Cronaca / Como città
Giovedì 15 Gennaio 2026
Croce Rossa di Como: «Rinata, ora guardiamo al futuro»
Intervista Emilio Ghiringhelli, Commissario del Comitato Cri: «Ancora tanto da fare, ma abbiamo pagato i debiti. Ora possiamo ripartire»
«La Croce Rossa a Como resta commissariata. I conti però sono in ordine, i dipendenti aumentano, c’è una postazione 118 in più, un nuovo ambulatorio per i codici minori e in primavera a Como arriveranno le Olimpiadi».
Emilio Ghiringhelli, dopo i controlli al centro migranti di Lipomo non a norma questa estate lei è stato inviato dal Comitato regionale per rimettere in sesto la travagliata storia dei soccorritori comaschi. Il suo mandato sta per scadere, tutto in ordine?
C’è ancora tanto lavoro da fare, a febbraio chiederò una proroga fino a settembre 2026.
Problemi di bilancio?
No, pagati gli ultimi debiti a marzo abbiamo chiesto al giudice di chiudere il concordato fallimentare con tre anni di anticipo.
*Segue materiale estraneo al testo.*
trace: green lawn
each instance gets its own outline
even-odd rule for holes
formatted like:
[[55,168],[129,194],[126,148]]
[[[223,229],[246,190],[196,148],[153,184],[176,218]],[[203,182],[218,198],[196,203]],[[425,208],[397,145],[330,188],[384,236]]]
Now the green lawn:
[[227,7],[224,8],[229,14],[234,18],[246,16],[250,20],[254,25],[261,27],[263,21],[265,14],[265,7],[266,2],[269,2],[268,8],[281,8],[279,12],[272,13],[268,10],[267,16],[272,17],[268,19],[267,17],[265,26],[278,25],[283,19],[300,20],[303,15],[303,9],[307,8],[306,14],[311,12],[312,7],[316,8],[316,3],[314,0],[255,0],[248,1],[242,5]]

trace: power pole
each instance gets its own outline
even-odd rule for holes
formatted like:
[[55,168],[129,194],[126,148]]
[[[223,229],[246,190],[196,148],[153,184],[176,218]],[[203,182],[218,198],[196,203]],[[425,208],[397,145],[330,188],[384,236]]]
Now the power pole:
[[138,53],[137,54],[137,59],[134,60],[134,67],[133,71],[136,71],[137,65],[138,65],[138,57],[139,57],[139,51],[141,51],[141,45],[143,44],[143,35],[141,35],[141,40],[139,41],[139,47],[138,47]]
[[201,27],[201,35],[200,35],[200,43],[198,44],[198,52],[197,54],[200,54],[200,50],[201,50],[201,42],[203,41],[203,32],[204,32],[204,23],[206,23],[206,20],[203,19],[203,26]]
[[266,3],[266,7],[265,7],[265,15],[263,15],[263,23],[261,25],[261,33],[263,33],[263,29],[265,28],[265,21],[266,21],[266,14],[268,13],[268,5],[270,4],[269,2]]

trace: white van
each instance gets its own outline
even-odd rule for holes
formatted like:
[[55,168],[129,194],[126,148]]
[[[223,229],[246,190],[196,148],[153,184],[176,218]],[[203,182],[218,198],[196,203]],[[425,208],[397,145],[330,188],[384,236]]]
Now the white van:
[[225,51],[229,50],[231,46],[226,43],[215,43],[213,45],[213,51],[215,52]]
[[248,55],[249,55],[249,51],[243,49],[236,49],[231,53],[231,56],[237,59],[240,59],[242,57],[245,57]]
C’erano due milioni da saldare...
Il debito creato durante le precedenti gestioni è ormai estinto. In particolare perché abbiamo ceduto a Roma la sede di Lipomo e quella della Valle d’Intelvi ai Comuni del lago.
Il Comitato di Como può tornare all’autonomia?
Fino ad ora non si sono palesate persone per proporre un ritorno alla vita democratica del Comitato, dopo gli ultimi commissariamenti. Appena i tempi saranno maturi volentieri. Per ora ho cercato di portare avanti il lavoro in maniera comunque condivisa.
E il centro migranti?
È gestito dal Comitato nazionale insieme al centro emergenze, funziona bene.
L’ex presidente Matteo Fois?
Non l’ho mai conosciuto, sono vicende che non ho vissuto. Seguiamo il processo in corso, con alcune accuse cadute perché la difesa ha dimostrato che il comitato non era già più un ente pubblico, mentre altri capi sono rimasti, vedremo. Ma sono fatti che ormai ci riguardano poco e che credo tocchino più la coscienza di Fois.
Voltato pagina?
Questo comitato ha finalmente la testa fuori dall’acqua. Ci stiamo preparando a festeggiare i primi 160 anni di storia. Il 18 di aprile in città arriveranno le olimpiadi di primo soccorso, con 132 partecipanti, 880 giovani da formare, 22 scuole iscritte.
Nuovi servizi?
Abbiamo una postazione del 118 in più a Lora sulle 24 ore, come da bando regionale, dunque abbiamo avuto la possibilità di potenziare l’organico, passando da 16 a 29 dipendenti.
L’ambulatorio dei codici lievi?
Dall’estate avremo già accolto circa 200 pazienti. Il mercoledì dalle 16.30 alle 18.30 e il venerdì dalle 9 alle 11 nella sede centrale i cittadini possono domandare cure e trattamenti non urgenti, iniezioni, punti, pulizia delle orecchie, tramite centralino. È una novità partita in sordina che sta avendo un discreto successo. In più sosteniamo il poliambulatorio per bisognosi dell’associazione Palma.
Ovvero?
Sono 21 medici volontari per 14 specialità diverse, visitano gratis persone in difficoltà segnalate dai medici di famiglia o da enti caritatevoli. In prima linea i nostri infermieri e il nostro personale. Sono molto richiesti consulti ginecologici, dermatologici, ci sono anche oculisti e cardiologi.
Altri progetti?
Abbiamo presentato un nuovo servizio infermieristico per effettuare visite a domicilio al Comune di Como, che speriamo apprezzi. Oggi la città è in parte scoperta e invece crediamo che l’assistenza casa per casa con controlli e trattamenti sia molto importante.